As a reaction to the deficits in the public health system and to better serve the clients’ needs, KDCI started a health program in 2009 in cooperation with the Healthdev Institute, a Manila based NGO with focus on health support, education, and capacity building. As supportive element of the health program, KDCI trains CHWs in a four-day training, during which participants obtain basic knowledge about medical conditions, treatments, and prevention strategies. Furthermore, they learn how to perform routine examinations, such as blood pressure measurement. The trainings are conducted by trained nurses and midwifes together with experienced CHWs who have worked at least 2 years as part of the KDCI community health program.

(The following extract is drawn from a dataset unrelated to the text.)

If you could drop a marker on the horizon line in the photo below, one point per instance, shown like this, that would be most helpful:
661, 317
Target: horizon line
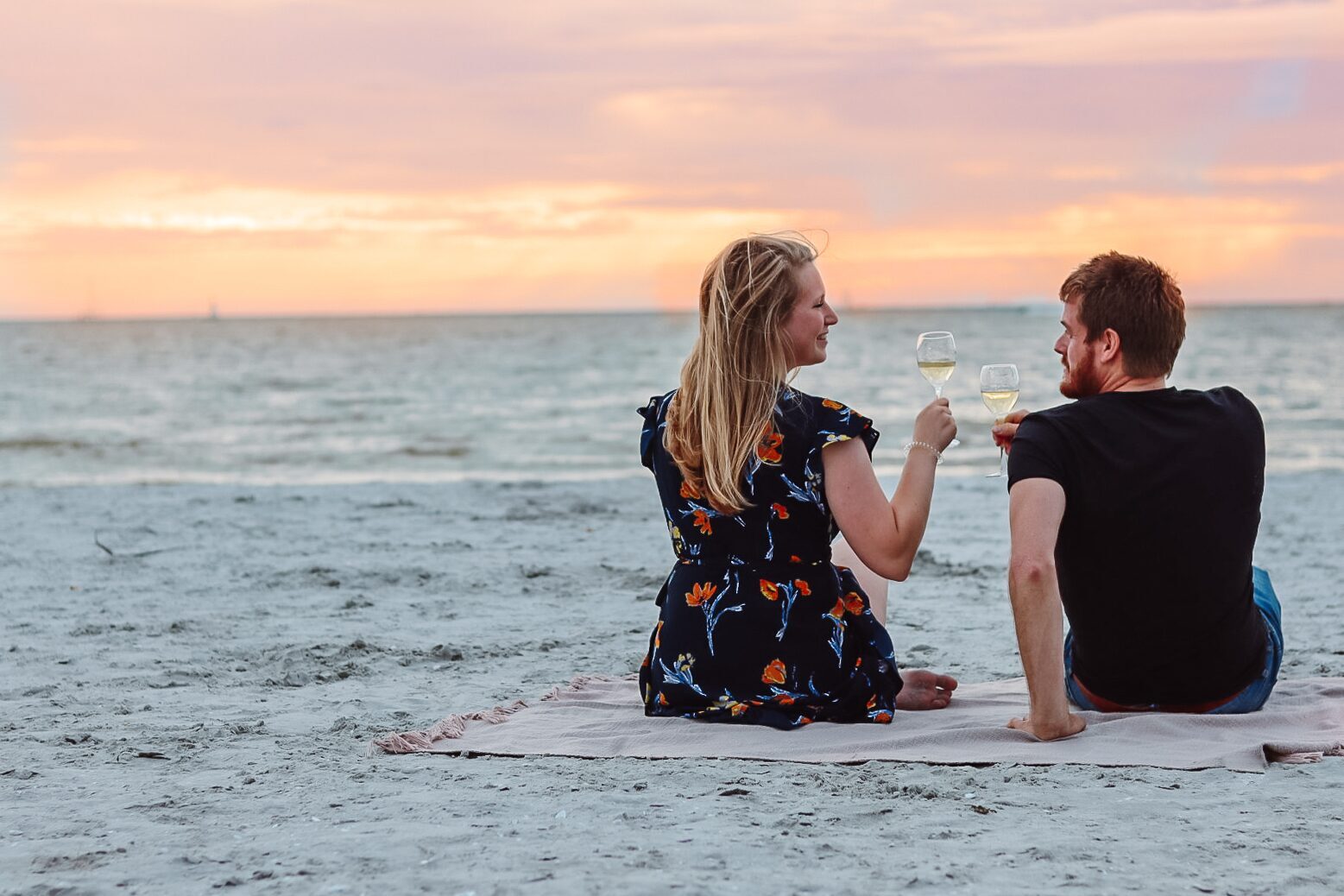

Because of the mainly female client base of KDCI, the CHW training particularly addresses issues related to women’s health and empowerment. Women in the Philippines are confronted with specific health challenges and vulnerabilities that require adequate responses [24]. With 120 deaths per 100 000 live births in 2012, maternal mortality is still among the highest in the region and many women do not have sufficient access to reproductive health and birth control resulting in a high unmet need for family planning and high fertility rates [25]. In addition, due to financial constraints, female household members in the poor communities often delay or evade care-seeking in order to avoid being a financial burden to their families.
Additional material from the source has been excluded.